Chemical elements in the table of D. I. Mendeleev they are arranged in rows, in accordance with the increase in their mass, and the length of the rows is chosen so that the elements in them have similar properties. For example, noble gases such as radon, xenon, krypton, argon, neon, and helium do not easily react with other elements, and also have low chemical activity, which is why they are located in the far right column. And the elements of the left column (potassium, sodium, lithium, etc.) react perfectly with other elements, and the reactions themselves are explosive. To put it simply, within each column, the elements have similar properties, varying from one column to the next. All elements up to No. 92 are found in nature, and with No. 93 artificial elements begin, which can only be created in the laboratory.

In its original version, the periodic system was understood only as a reflection of the order existing in nature, and there were no explanations why everything should be that way. And only when it appeared quantum mechanics, true meaning the order of the elements in the table became clear.

Creative Process Lessons

Speaking about what lessons of the creative process can be drawn from the entire history of the creation of the periodic table of D. I. Mendeleev, one can cite as an example the ideas of the English researcher in the field of creative thinking Graham Wallace and the French scientist Henri Poincaré. Let's take them briefly.

According to Poincaré (1908) and Graham Wallace (1926), there are four main stages in creative thinking:

• Training- the stage of formulating the main task and the first attempts to solve it;
• Incubation- the stage during which there is a temporary distraction from the process, but work on finding a solution to the problem is carried out at a subconscious level;
• insight- stage at which intuitive solution. Moreover, this solution can be found in a situation that is absolutely not relevant to the task;
• Examination- the stage of testing and implementation of the solution, at which the verification of this solution and its possible further development takes place.

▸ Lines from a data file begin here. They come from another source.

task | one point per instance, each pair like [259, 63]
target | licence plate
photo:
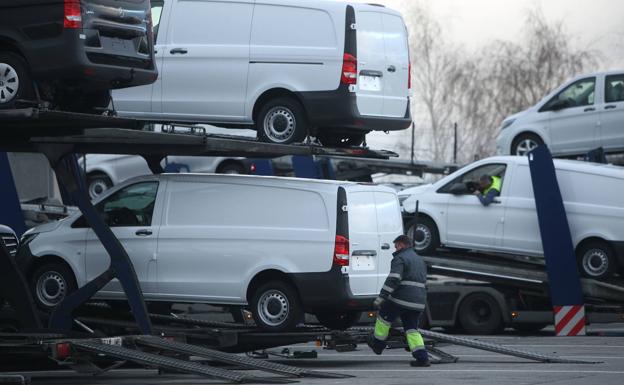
[370, 83]
[116, 341]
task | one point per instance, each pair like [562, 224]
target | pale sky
[596, 25]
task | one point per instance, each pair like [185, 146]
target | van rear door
[396, 76]
[383, 64]
[389, 226]
[364, 243]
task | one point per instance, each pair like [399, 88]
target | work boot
[376, 346]
[421, 358]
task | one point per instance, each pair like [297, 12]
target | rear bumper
[329, 291]
[338, 111]
[69, 61]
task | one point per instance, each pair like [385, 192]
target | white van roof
[565, 164]
[254, 179]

As we can see, in the process of creating his table, Mendeleev intuitively followed these four stages. How effective this is can be judged by the results, i.e. because the table was created. And given that its creation was a huge step forward not only for chemical science, but for the whole of humanity, the above four stages can be applied both to the implementation of small projects and to the implementation of global plans. The main thing to remember is that not a single discovery, not a single solution to a problem can be found on its own, no matter how much we want to see them in a dream and no matter how much we sleep. In order to succeed, whether it is the creation of a table of chemical elements or the development of a new marketing plan, you need to have certain knowledge and skills, as well as skillfully use your potential and work hard.

We wish you success in your endeavors and successful implementation conceived!